Il dibattito sul tema appare stretto tra un discorso tecnocratico, preoccupato della tenuta del sistema fiscale e contributivo, e un discorso populista, che guarda alla denatalità come minaccia alla sopravvivenza della famiglia tradizionale e della popolazione “nativa”. Stenta, invece, a emergere una visione progressista, capace di legare la sfida demografica all’immaginazione di forme democratiche ed ecologiche per il futuro.

È vero, come affermano le voci critiche più sensibili alla questione della sostenibilità, che nel pianeta siamo fin troppi. Ma come possiamo ragionare di giustizia sociale, generazionale, ambientale, se ci pensiamo come gli ultimi su questa Terra?

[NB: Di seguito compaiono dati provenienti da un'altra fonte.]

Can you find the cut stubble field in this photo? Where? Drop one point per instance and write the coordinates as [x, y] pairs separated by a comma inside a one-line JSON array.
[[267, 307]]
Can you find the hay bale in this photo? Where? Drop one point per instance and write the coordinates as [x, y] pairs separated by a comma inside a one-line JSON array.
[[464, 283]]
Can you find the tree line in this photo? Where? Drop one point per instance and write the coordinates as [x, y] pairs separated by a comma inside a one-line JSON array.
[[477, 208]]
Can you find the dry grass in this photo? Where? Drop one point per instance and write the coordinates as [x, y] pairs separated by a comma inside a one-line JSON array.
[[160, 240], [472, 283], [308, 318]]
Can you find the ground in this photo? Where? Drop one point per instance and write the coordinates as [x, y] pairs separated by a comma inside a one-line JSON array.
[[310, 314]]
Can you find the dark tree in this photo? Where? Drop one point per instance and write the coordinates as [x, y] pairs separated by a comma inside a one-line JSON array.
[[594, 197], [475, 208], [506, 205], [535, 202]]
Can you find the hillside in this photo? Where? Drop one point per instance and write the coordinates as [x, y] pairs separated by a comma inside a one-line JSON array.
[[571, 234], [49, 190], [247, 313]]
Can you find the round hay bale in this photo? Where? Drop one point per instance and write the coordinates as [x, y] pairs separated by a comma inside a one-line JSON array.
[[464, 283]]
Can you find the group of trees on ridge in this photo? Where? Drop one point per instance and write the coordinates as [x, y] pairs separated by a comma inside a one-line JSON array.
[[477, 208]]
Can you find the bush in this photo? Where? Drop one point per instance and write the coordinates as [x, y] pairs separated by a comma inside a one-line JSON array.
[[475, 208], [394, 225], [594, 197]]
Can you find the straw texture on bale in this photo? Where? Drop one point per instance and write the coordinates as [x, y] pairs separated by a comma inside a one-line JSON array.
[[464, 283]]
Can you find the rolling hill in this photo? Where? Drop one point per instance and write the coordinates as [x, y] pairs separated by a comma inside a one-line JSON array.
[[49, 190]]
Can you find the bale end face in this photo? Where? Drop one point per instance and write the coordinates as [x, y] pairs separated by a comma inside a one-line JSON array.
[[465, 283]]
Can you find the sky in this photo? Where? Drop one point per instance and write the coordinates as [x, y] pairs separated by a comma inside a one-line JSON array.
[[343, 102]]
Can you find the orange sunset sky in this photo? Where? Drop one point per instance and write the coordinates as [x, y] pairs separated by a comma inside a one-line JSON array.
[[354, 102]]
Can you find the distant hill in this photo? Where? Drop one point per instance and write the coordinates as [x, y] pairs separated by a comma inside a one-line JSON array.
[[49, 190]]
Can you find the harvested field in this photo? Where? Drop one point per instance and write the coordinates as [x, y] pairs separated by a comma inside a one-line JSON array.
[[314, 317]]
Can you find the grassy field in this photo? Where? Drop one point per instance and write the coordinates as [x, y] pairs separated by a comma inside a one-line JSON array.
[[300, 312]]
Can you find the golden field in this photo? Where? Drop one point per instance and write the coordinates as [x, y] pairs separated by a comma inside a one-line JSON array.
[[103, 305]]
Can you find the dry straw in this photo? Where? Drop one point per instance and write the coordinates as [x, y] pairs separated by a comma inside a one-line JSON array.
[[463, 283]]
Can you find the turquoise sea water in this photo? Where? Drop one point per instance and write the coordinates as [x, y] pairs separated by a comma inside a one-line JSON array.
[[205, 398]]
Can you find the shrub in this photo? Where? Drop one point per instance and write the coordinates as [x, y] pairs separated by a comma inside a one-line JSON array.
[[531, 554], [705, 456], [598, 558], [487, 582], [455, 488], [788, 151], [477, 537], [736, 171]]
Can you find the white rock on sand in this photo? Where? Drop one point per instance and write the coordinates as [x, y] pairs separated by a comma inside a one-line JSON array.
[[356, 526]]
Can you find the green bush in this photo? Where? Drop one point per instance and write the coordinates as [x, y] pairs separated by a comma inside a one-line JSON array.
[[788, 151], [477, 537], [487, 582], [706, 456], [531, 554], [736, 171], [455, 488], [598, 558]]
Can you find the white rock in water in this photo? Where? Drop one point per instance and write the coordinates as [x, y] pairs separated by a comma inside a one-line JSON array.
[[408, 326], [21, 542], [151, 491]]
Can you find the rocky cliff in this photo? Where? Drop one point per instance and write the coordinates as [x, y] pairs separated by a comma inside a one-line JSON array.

Nella presentazione alle camere del Piano di Ripresa e Resilienza, Mario Draghi ha detto che guardare alle prossime generazioni implica «riconoscere la nostra realtà demografica», e mettere i giovani nella condizione di formare una famiglia grazie a «un welfare adeguato, una casa e un lavoro sicuro».

In questa direzione vanno misure come l’assegno unico per i figli, il piano per gli asili nido, le facilitazioni per i mutui sulla casa, le condizionalità per l’assunzione di donne e giovani.

Se questi interventi sapranno produrre gli effetti sperati, dipenderà dalla concretezza e continuità degli impegni, a dalla capacità di attuarli.

Il compito che la politica ha di fronte, però, eccede ogni programma, per quanto ricco, di singole misure. Perché, per intere generazioni che hanno disinvestito sulla genitorialità, ciò che è da tempo in crisi profonda è il rapporto con il futuro.

La possibilità di disegnare un domani, per sé e i propri figli, si scontra da una parte con l’incertezza dell’economia, esposta a forze che appaiono al di fuori del controllo dei singoli e degli Stati, dall’altra con la certezza della crisi ecologica e dei suoi risvolti catastrofici, che sono sotto i nostri occhi.

Solo una politica capace di immaginare scenari alternativi, di ampliare la sfera del possibile, può riaprire l’orizzonte del futuro. La sfida è combattere la paura con la speranza – che non è una questione di calcoli e probabilità, ma una postura da nutrire con visioni di giustizia.